Highlighting the dangers of requirements contracts, the court concluded that the GSA did not breach its implied duty of good faith and fair dealing by requiring NCLN20 to provide additional guards following the September 11th attacks without modifying the contract or increasing payments to NCLN20. The court likewise found that the GSA did not breach the duty by contributing to a delay in NCLN20’s start-up efforts. Turning its attention to the legality of the termination for default, the court concluded that the GSA’s default termination was improper because the GSA had failed to provide NCLN20 with the required ten-day cure period. Interestingly, the court rejected the Government’s contention that the default termination was justified based on NCLN20’s lack of a Michigan security-guard license, finding that the GSA could have ascertained NCLN20’s compliance prior to award and either failed to do so or waived the requirement. Accordingly, the court converted the September 28, 2001, default termination to a termination for convenience, essentially upholding the CO’s 2007 action and “ratifying” the IG report.
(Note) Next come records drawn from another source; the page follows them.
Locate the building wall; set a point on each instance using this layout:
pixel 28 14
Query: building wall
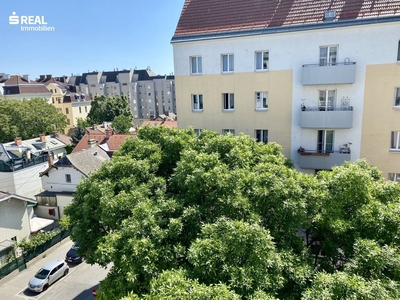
pixel 56 181
pixel 25 182
pixel 14 221
pixel 380 117
pixel 245 118
pixel 288 52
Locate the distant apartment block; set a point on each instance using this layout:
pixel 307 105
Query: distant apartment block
pixel 149 95
pixel 320 78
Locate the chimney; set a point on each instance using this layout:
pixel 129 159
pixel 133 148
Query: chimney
pixel 91 143
pixel 18 141
pixel 109 133
pixel 50 159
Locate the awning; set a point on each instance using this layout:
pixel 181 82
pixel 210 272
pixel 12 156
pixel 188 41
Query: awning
pixel 39 223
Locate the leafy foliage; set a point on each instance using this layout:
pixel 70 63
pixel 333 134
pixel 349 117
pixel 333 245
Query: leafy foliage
pixel 226 217
pixel 29 118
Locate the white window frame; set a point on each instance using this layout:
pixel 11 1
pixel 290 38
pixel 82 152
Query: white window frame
pixel 261 60
pixel 261 135
pixel 395 141
pixel 396 102
pixel 330 58
pixel 228 102
pixel 261 100
pixel 326 100
pixel 227 63
pixel 226 131
pixel 196 66
pixel 197 102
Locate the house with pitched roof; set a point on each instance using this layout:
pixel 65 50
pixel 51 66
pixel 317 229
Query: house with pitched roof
pixel 60 179
pixel 67 99
pixel 21 161
pixel 16 87
pixel 320 78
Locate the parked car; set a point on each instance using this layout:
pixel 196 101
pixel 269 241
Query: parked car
pixel 48 274
pixel 72 255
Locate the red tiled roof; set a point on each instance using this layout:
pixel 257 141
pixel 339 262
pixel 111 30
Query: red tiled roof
pixel 210 16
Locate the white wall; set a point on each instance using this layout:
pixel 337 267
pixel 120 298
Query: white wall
pixel 14 220
pixel 56 181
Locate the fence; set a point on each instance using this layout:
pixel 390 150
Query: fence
pixel 20 262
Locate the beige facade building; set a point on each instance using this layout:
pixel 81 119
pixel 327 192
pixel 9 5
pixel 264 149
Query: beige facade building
pixel 320 79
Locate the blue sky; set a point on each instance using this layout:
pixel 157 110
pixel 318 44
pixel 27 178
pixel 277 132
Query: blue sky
pixel 88 36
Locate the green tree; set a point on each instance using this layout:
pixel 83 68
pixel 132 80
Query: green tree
pixel 29 118
pixel 226 215
pixel 107 108
pixel 122 124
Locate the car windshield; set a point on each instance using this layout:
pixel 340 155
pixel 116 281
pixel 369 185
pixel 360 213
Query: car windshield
pixel 42 274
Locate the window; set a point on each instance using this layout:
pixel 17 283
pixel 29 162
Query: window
pixel 398 52
pixel 394 177
pixel 261 135
pixel 197 102
pixel 397 97
pixel 262 60
pixel 325 141
pixel 327 56
pixel 327 99
pixel 226 131
pixel 67 177
pixel 394 140
pixel 228 101
pixel 261 100
pixel 227 63
pixel 196 65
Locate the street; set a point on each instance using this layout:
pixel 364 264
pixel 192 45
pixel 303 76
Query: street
pixel 77 285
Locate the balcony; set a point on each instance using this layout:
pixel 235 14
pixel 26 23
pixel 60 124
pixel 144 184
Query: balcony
pixel 312 159
pixel 340 73
pixel 334 118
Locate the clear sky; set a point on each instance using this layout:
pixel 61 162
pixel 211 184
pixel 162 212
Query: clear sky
pixel 100 35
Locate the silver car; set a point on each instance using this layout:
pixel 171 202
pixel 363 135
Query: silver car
pixel 47 275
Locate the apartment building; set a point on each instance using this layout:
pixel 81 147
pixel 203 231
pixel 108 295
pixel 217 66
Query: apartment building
pixel 149 94
pixel 67 99
pixel 322 79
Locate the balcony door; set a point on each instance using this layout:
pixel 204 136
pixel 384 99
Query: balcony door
pixel 325 141
pixel 327 99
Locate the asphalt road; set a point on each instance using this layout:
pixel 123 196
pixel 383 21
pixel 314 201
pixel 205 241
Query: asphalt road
pixel 77 285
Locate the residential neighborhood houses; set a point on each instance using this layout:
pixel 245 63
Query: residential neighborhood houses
pixel 307 81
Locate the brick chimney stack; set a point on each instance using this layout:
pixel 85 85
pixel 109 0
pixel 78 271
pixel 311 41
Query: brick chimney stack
pixel 18 141
pixel 109 133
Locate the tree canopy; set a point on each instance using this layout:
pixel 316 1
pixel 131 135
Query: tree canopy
pixel 29 118
pixel 226 217
pixel 107 108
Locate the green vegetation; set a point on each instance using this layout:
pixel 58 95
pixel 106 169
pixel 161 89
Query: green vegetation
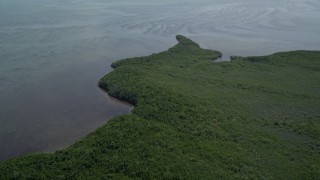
pixel 251 118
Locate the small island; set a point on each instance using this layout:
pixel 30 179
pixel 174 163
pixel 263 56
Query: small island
pixel 248 118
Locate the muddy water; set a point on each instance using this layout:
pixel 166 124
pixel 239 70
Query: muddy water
pixel 53 52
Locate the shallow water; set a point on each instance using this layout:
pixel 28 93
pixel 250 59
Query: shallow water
pixel 53 52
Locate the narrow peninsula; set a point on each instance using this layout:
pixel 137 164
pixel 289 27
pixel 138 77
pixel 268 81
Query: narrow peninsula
pixel 249 118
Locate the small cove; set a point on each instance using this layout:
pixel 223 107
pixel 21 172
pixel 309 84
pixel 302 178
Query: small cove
pixel 52 53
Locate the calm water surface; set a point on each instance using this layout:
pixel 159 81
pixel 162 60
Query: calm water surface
pixel 53 52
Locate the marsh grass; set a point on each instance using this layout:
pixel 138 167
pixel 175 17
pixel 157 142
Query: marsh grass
pixel 250 118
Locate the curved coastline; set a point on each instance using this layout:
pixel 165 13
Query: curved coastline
pixel 198 119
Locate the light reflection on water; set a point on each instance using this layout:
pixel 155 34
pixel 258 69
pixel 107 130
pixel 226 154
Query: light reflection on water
pixel 53 52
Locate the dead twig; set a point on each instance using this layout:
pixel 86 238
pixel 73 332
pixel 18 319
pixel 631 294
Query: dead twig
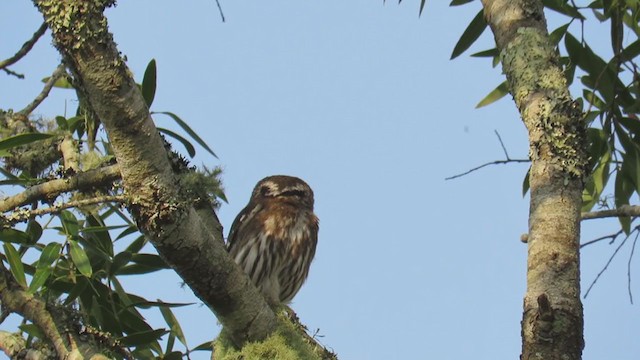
pixel 26 47
pixel 497 162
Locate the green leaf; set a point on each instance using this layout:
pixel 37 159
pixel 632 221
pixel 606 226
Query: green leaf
pixel 137 269
pixel 152 260
pixel 79 289
pixel 174 355
pixel 22 139
pixel 143 337
pixel 495 95
pixel 525 183
pixel 558 33
pixel 137 244
pixel 633 125
pixel 14 236
pixel 33 330
pixel 149 83
pixel 173 323
pixel 39 278
pixel 35 231
pixel 50 253
pixel 97 233
pixel 188 130
pixel 190 149
pixel 15 264
pixel 62 122
pixel 145 304
pixel 62 82
pixel 459 2
pixel 69 222
pixel 487 53
pixel 205 346
pixel 470 35
pixel 623 191
pixel 119 261
pixel 80 258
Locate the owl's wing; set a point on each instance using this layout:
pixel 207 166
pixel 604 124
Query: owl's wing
pixel 246 216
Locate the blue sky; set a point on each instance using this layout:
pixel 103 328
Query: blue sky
pixel 361 100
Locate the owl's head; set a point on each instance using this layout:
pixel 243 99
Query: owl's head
pixel 289 189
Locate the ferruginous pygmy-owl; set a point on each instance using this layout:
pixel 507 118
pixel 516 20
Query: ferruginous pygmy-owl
pixel 274 237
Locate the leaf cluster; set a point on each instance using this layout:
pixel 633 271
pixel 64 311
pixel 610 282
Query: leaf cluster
pixel 609 82
pixel 77 259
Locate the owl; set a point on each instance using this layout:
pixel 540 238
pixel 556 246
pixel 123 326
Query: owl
pixel 274 237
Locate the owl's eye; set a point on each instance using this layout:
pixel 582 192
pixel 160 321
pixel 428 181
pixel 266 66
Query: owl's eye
pixel 298 193
pixel 264 191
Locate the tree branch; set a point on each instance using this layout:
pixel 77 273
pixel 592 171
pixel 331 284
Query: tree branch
pixel 64 337
pixel 622 211
pixel 57 73
pixel 26 47
pixel 195 250
pixel 51 189
pixel 16 300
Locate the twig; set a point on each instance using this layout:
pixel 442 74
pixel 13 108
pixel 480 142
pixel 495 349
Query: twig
pixel 633 247
pixel 497 162
pixel 53 188
pixel 622 211
pixel 502 144
pixel 605 267
pixel 10 72
pixel 220 10
pixel 58 72
pixel 612 237
pixel 32 308
pixel 26 47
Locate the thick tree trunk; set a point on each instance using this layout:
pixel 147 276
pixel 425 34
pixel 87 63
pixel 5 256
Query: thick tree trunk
pixel 552 320
pixel 189 239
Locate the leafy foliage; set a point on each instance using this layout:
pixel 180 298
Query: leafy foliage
pixel 77 257
pixel 610 92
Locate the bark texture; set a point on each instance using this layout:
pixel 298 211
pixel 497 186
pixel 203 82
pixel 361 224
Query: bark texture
pixel 552 325
pixel 188 237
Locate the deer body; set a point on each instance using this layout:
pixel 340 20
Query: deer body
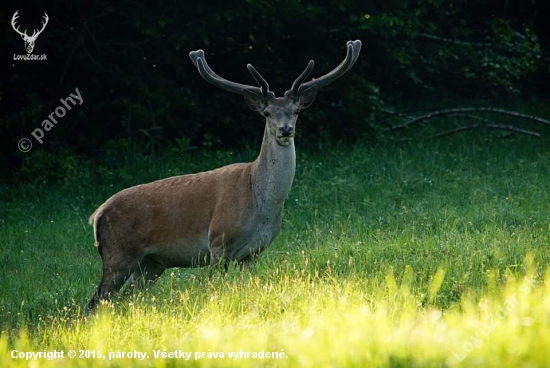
pixel 230 213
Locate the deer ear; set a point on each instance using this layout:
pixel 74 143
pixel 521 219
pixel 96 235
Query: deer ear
pixel 254 101
pixel 307 97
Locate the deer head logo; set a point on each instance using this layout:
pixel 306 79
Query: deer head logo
pixel 29 40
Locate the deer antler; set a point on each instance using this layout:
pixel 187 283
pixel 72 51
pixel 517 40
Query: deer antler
pixel 353 49
pixel 24 34
pixel 13 19
pixel 35 33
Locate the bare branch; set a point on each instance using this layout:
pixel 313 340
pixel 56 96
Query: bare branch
pixel 461 110
pixel 509 128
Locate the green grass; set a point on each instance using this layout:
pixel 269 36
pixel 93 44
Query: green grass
pixel 394 255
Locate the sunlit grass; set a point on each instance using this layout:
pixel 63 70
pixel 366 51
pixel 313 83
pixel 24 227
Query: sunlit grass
pixel 420 255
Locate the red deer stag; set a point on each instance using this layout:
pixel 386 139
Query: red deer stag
pixel 230 213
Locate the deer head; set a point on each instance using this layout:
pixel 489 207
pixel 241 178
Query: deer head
pixel 29 40
pixel 280 112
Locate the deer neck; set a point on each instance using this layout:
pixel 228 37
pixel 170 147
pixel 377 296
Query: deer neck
pixel 273 172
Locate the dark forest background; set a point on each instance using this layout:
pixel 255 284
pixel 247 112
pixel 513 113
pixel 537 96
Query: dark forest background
pixel 130 61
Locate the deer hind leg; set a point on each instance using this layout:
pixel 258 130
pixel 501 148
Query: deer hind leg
pixel 116 270
pixel 145 275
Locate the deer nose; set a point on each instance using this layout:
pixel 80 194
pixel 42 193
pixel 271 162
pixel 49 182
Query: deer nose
pixel 286 131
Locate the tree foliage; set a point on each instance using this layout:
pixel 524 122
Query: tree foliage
pixel 130 59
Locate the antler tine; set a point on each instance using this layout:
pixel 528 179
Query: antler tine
pixel 43 23
pixel 354 47
pixel 260 80
pixel 197 57
pixel 13 19
pixel 301 78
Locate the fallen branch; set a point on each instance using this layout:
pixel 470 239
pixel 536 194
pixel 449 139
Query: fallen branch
pixel 462 110
pixel 490 126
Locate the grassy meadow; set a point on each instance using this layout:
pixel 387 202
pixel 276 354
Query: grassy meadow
pixel 429 253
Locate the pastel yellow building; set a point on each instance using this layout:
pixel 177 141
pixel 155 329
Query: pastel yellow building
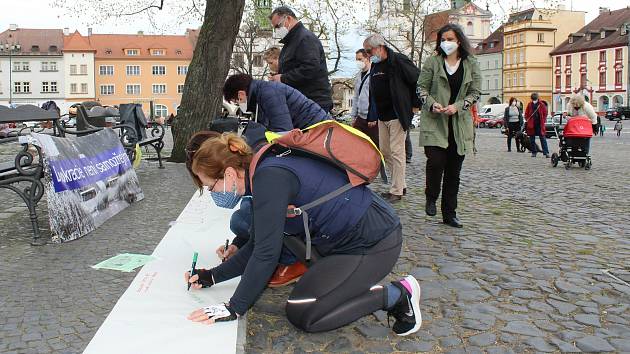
pixel 594 62
pixel 528 38
pixel 141 69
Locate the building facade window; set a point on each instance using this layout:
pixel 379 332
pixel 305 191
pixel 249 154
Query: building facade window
pixel 133 89
pixel 158 70
pixel 470 29
pixel 22 87
pixel 107 89
pixel 106 70
pixel 133 70
pixel 159 89
pixel 558 82
pixel 160 110
pixel 182 69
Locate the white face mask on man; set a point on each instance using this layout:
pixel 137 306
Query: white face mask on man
pixel 280 32
pixel 448 47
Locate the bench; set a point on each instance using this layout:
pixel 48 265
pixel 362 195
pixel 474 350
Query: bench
pixel 150 317
pixel 132 127
pixel 23 173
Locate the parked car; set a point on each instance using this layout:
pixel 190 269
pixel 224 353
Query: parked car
pixel 493 110
pixel 495 122
pixel 483 120
pixel 617 113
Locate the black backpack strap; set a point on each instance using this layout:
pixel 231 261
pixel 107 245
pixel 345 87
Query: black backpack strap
pixel 302 211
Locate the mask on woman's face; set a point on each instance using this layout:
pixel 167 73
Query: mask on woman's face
pixel 226 199
pixel 449 47
pixel 360 64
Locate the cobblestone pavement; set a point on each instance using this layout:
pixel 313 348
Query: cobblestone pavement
pixel 524 275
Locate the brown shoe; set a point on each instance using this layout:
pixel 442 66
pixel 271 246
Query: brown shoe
pixel 287 274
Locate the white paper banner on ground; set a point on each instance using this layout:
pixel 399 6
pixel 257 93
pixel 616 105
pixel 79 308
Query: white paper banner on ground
pixel 150 317
pixel 88 180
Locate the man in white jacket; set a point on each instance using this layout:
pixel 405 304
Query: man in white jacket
pixel 361 99
pixel 579 107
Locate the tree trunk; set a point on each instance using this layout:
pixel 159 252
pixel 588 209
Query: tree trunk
pixel 203 96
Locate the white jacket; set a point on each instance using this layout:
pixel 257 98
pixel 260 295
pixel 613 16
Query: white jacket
pixel 585 110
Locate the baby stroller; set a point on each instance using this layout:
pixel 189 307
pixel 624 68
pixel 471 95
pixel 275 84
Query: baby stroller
pixel 574 142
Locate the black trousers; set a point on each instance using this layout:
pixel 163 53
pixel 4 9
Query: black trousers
pixel 341 288
pixel 408 148
pixel 443 169
pixel 514 127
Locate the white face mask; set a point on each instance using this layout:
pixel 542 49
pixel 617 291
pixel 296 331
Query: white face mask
pixel 280 32
pixel 243 106
pixel 448 47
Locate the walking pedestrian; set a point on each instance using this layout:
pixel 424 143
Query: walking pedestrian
pixel 536 117
pixel 449 86
pixel 392 98
pixel 361 99
pixel 361 245
pixel 302 62
pixel 271 57
pixel 513 120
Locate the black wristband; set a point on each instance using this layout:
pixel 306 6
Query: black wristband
pixel 205 277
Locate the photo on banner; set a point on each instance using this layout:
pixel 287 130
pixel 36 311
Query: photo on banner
pixel 87 180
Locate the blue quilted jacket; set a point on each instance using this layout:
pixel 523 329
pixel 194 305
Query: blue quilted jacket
pixel 280 107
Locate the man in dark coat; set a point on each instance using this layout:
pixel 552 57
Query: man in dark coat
pixel 302 63
pixel 393 96
pixel 277 106
pixel 536 117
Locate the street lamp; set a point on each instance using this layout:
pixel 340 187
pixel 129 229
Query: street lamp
pixel 10 49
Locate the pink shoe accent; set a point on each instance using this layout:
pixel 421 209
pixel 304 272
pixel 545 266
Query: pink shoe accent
pixel 406 285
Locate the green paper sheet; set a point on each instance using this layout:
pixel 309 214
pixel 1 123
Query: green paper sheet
pixel 125 262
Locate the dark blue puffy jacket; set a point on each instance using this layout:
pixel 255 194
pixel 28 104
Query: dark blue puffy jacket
pixel 281 107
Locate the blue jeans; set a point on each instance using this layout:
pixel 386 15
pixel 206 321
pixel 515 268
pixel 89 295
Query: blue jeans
pixel 543 143
pixel 240 223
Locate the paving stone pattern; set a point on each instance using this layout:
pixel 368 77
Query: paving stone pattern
pixel 523 276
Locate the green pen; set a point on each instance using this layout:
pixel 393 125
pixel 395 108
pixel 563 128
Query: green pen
pixel 192 270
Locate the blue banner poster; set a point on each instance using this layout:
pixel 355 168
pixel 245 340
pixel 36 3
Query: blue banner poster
pixel 88 180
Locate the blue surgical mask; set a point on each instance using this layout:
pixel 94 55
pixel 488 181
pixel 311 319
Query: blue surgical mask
pixel 226 199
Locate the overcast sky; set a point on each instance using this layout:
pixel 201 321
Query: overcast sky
pixel 42 14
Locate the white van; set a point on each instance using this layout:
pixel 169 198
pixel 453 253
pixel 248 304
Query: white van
pixel 493 110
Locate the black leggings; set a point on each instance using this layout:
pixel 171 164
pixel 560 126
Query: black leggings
pixel 341 288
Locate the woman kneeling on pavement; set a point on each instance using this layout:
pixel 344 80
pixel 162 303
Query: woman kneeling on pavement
pixel 357 237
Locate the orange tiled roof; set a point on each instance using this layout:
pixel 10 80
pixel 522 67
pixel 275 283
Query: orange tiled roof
pixel 48 41
pixel 113 46
pixel 610 22
pixel 75 42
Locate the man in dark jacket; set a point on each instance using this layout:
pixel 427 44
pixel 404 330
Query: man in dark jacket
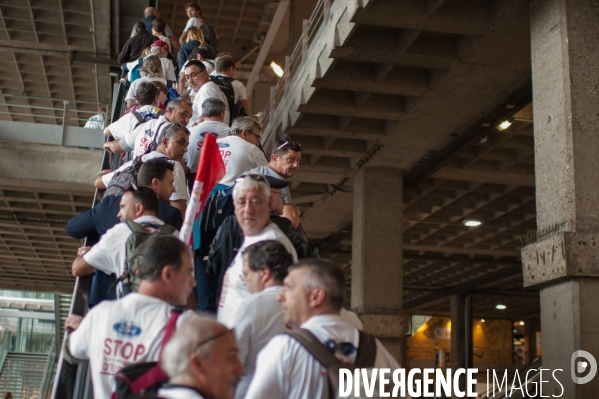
pixel 229 239
pixel 156 174
pixel 135 46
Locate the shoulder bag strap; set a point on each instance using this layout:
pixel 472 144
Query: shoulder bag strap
pixel 314 346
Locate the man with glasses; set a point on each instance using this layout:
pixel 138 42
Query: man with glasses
pixel 201 361
pixel 284 164
pixel 115 334
pixel 312 297
pixel 251 199
pixel 197 78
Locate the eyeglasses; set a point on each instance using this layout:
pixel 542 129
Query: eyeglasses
pixel 192 75
pixel 217 336
pixel 255 177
The court next examined NCLN20’s contention that the CO’s 2007 conversion of the default termination to a convenience termination was tainted by bad faith or clear abuse of discretion and was, thus, invalid. The court found no bad faith notwithstanding its findings that “the AACO was a difficult person, whose style of communication was inept, argumentative, and unprofessional” and that his dealings with NCLN20 “often were accusatory and condescending.” The court found, therefore, that NCLN20 was not entitled to lost profits.
So where does this leave the small-business contractor? After nearly nine years of litigation, NCLN20 – or what is now left of it – recovered its start-up costs of $46,856 with interest (plus interest on some delayed payments under a second contract). Here’s the message for contractors, particularly small ones: don’t overpromise, don't count on getting favorable treatment from the CO to relieve you of contract requirements, and remember that litigation – even if “successful” – may not result in a meaningful recovery.
John Howell is the attorney responsible for the content of this article.